The plaintiffs are seeking to “reverse the destruction of the rule of law and the sanctity of the provision of our Federal Constitution, which Najib Razak has completely destroyed to almost beyond repair," according to law firm Haniff Khatri, which is representing the trio.

Mahathir, who was Malaysia’s longest serving leader when he stepped down in 2003, has waged a public campaign to get Najib out of office, warning the coalition led by the premier’s party risks being voted out at the next election which must be held by 2018. He led opposition and civil society groups this month in calling for the removal of Najib through non-violent means, a move the government said showed the depth of "political opportunism and desperation."

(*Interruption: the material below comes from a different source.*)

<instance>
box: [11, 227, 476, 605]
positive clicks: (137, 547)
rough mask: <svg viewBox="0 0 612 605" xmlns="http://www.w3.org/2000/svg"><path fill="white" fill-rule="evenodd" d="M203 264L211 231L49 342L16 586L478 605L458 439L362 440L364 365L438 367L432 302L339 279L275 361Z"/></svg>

"Mahathir has run out of options" after failing to oust the prime minister through UMNO and parliament, Minister of Communications and Multimedia Salleh Said Keruak said in a statement. "He is clutching at straws."‎

"His accusations are false, so he will fail yet again," Keruak said.

Najib is facing his biggest political crisis since coming to power seven years ago as questions linger over $681 million which appeared in his accounts before the last election in 2013, funds the attorney-general said were a donation from the Saudi royal family. The premier said this month his government has a mandate and the majority to rule, brushing aside efforts by his critics to remove him.

Najib has repeatedly denied any wrongdoing over the funding scandals, saying last year he and Mahathir disagreed over economic policies and that no “individual, however eminent” should try to interfere with his leadership. He retains the backing of the bulk of powerful divisional chiefs in the UMNO party.

One of Mahathir’s fellow plaintiffs, Khairuddin Abu Hassan, was accused by the government of economic sabotage last year after he lodged reports overseas seeking investigations into 1MDB. That case has not yet been heard in court and he disputes the allegations.